荷札の裏、紙の座標

──平成0x29A年03月26日 22:10

俺が運ぶのは、誰かが欲しがった物だ。

第9物流ブロックの夜間集配センター。午後10時を過ぎても荷物は途切れない。俺は配達員だが、今夜はセンター内の仕分け補助に回されている。ベルトコンベアの脇で、荷札の生体認証シールを読み取り機にかざす作業を繰り返す。

「桜井、次の荷物、認証通らない」

隣のラインから声がかかる。俺は荷物を受け取り、スマートグラスのディスプレイに映る配達先を確認する。第22居住ブロック。認証エラーの原因は、荷札に貼られた生体認証シールの劣化だ。こういう時は手動で再登録するしかない。

「叔父さん、手順書どこだっけ」

俺の左耳に埋め込まれたイヤピースから、叔父の声が返ってくる。

『ロッカーの三段目、フロッピーディスクのケースに挟んである紙だ』

叔父——桜井隆、享年47、トラック追突事故で死んだ。俺が高校生の時だ。配達一筋の男で、この仕事を俺に勧めたのも叔父だった。

ロッカーを開けると、確かにフロッピーディスクのケースがある。中には、手書きの手順書が折り畳まれていた。平成の匂いがする紙だ。俺はそれを広げ、スマートグラスのカメラで撮影する。ディスプレイに手順が拡大表示される。

「ああ、これか」

再登録の手順は面倒だが、慣れている。端末に荷物番号を打ち込み、配達先の生体情報を照合する。画面に「承認待機中」と表示される。

『桜井、お前、今日は内閣ユニットに当たってないよな?』

「当たってないよ。ランダムだし、俺なんかに回ってくるわけない」

『そうか。なら、誰かが承認するまで待つしかないな』

俺はベルトコンベアの脇に立ち、スマートグラスの隅に表示される時刻を眺める。22時10分。承認が下りるまで、この荷物は動かせない。

ふと、ロッカーの上に置かれた紙の地図が目に入る。第9物流ブロックの配達エリアを示した古い地図だ。道路の名前や建物の配置が手書きで書き込まれている。スマートグラスのナビがあれば不要なはずだが、叔父はこの地図を愛用していた。

『桜井、その地図、まだ使ってるのか?』

「たまにね。ナビが狂った時とか」

『俺も昔、ナビが死んで、あの地図だけで配達したことがある。紙は裏切らない』

叔父の声には、どこか誇らしげな響きがある。俺は地図を手に取り、配達先の第22居住ブロックを探す。指でなぞると、手書きの注釈が見つかる。「夜間は西門から」。

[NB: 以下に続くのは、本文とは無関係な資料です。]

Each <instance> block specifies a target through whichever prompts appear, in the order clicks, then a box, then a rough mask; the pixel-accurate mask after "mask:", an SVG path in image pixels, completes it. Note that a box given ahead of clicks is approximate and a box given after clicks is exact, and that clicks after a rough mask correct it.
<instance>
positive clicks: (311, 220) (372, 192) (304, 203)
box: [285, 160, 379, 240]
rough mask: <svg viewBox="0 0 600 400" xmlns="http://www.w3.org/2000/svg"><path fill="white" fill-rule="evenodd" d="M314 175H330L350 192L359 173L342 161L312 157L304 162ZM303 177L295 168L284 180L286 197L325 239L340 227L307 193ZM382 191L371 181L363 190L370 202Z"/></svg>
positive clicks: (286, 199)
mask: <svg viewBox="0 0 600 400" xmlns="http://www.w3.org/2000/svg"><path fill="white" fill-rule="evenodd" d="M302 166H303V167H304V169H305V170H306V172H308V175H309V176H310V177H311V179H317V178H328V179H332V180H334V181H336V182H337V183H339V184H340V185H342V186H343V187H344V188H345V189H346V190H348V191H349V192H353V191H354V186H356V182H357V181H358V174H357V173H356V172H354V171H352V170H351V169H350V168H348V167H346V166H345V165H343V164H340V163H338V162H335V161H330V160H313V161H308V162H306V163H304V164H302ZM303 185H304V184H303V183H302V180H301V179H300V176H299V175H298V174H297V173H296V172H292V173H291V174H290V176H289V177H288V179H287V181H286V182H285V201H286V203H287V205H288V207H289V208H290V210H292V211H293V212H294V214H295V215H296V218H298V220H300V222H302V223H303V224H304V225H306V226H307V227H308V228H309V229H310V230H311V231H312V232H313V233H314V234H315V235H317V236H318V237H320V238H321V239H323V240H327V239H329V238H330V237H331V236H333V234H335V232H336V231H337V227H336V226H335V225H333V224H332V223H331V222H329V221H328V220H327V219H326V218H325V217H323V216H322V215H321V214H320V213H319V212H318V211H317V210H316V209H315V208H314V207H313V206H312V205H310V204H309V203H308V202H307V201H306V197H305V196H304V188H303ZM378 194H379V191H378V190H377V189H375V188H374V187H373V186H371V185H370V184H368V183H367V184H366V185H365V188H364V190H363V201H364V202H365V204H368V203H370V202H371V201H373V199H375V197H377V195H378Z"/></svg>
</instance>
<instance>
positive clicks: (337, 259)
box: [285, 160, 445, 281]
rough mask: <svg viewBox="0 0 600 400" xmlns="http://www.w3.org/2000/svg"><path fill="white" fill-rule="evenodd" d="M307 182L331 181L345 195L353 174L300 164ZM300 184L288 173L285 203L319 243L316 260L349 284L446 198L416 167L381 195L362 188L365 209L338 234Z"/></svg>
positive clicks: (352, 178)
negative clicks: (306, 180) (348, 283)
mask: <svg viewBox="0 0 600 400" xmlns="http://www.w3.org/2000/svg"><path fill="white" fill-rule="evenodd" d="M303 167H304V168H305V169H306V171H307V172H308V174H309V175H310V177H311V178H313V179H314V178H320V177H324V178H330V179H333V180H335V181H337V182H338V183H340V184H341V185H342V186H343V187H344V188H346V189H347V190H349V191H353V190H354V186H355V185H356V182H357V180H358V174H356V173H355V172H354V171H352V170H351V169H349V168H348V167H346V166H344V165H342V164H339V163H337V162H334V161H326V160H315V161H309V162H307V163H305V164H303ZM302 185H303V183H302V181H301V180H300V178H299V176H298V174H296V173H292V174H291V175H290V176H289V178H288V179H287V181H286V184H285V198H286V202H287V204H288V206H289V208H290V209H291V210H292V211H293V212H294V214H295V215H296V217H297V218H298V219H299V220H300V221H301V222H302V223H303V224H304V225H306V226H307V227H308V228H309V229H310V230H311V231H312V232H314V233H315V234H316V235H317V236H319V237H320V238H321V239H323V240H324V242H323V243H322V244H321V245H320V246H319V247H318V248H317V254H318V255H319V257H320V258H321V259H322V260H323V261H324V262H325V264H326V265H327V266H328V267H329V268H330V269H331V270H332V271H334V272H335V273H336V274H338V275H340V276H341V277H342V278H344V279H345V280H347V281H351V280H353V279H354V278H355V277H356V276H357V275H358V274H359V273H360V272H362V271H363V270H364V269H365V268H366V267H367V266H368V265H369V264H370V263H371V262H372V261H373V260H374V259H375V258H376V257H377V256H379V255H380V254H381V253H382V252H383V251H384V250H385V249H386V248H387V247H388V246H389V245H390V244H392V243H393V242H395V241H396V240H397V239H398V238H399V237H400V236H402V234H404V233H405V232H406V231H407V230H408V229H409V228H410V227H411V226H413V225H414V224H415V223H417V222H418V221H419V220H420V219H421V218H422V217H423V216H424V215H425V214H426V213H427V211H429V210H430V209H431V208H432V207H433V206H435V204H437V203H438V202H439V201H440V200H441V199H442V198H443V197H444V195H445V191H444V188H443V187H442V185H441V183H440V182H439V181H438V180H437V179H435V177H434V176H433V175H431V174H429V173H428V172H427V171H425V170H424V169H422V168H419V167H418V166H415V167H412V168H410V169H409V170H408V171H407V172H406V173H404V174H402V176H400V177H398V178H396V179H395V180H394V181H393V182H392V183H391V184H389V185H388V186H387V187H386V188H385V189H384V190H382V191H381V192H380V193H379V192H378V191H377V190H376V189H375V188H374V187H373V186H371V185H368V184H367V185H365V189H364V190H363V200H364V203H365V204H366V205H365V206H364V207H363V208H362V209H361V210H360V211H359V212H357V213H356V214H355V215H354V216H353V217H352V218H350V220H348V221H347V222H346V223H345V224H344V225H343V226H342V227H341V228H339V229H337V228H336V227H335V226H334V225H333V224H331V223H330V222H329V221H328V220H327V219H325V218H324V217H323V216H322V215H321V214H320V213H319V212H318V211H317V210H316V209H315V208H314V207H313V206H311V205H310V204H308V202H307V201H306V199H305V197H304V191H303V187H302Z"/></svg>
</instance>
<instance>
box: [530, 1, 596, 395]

端末が小さく震える。承認が下りたらしい。画面を見ると、「第0x4A2F7内閣ユニット/承認」と表示されている。誰が承認したのかは分からない。ランダムで選ばれた誰かが、5分だけ総理大臣を務め、この荷物の再登録を承認した。

「よし、通った」

俺は荷物をベルトコンベアに戻す。荷物は次のラインへと流れていく。

『桜井、お前、この仕事、嫌いか?』

叔父の声が、不意に尋ねる。

「嫌いじゃない。でも、何のためにやってるのか、時々分からなくなる」

『それでいいんだよ。俺もそうだった』

俺はスマートグラスを外し、紙の地図をもう一度眺める。手書きの線が、夜の配達ルートを示している。

誰かが欲しがった物を、誰かが承認して、俺が運ぶ。それだけのことだ。

でも、叔父の声が耳に残る限り、俺はこの仕事を続けるだろう。